Ocampo found a way to discover Marcos’ diary and reproduced the entry so dated, where the late former President blamed the SONA invocation of a famous priest for helping to bring about the violent rally. A quotation from the diary said:
“The invocation of Father Pacifico Ortiz, Ateneo head, was in poor taste. It castigated the government, referring to goons, high prices, streets not being safe, the threat of revolution and how the citizens were ready to fight for their rights even in the barricades. It was an attempt at the state of the nation. I hope he is happy with what he has helped to bring about.”
The January 23, 1970 entry in his diary, on the other hand, had Marcos citing the suggestion of then Col.

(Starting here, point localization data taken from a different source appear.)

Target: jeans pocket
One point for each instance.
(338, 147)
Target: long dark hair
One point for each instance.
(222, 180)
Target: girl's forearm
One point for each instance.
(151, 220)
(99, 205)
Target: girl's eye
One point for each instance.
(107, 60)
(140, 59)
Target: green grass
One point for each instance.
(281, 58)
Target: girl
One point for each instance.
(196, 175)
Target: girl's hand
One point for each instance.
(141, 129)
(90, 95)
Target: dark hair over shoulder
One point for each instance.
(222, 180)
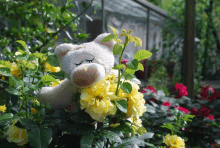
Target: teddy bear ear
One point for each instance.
(62, 49)
(99, 39)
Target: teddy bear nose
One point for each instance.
(85, 76)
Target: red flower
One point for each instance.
(194, 111)
(153, 100)
(143, 91)
(204, 111)
(183, 109)
(70, 108)
(182, 90)
(210, 117)
(169, 114)
(124, 61)
(213, 96)
(151, 88)
(167, 104)
(205, 91)
(213, 144)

Fabian Ver (head of the Presidential Security Group) that the “the conspirators be eliminated quietly before they prejudice our country and democratic institutions.”
The declaration of martial law in 1972 is widely believed to be in line with Ver’s wish.
The EDSA Revolution in February 1986 must have been the people’s answer to that. It eliminated the Marcos regime and paved the way for successors Cory Aquino, Fidel Ramos, Joseph Estrada, Gloria Arroyo, Benigno “Noynoy” Aquino and Rodrigo Duterte. The last-mentioned earned the reputation of another “dictator” who helped install a successor in Ferdinand “Bongbong” Marcos Jr.
With Bongbong concurrently holding the post of secretary of the Department of Agriculture that has seen the price of onion jump to an unprecedented P700 per kilo, will he still be able to atone for his dad’s inadequacies?
Only time will tell.
-oOo-
PRICE OF COAL ON THE WAY DOWN?
THERE is reason to hope that the price of electricity in the Philippines would stop rising and slide down instead. As of yesterday, the Newcastle Coal Futures quoted the world market price of coal to be in the vicinity of US $350 per metric ton. Until last December, it was $400.
According to Celso Caballero, the president of the Davao-based Aboitiz Power Coal, a number of factors had been driving the cost of power, including Russia’s invasion of Ukraine.
“But we expect in 2023, barring any other unfortunate events such as wars, prices should begin to temper and go back down,” said Caballero. “It would be a gradual normalization.”
The Philippines is largely a coal consuming country with coal having the highest contribution to the power generation mix at around 60 percent in 2021.
A downtrend would certainly be good for us customers of distribution utilities like MORE Power and the Iloilo Elective Cooperative.
A weaker peso, however, could also jack up the generation rate as generation companies import equipment and raw materials.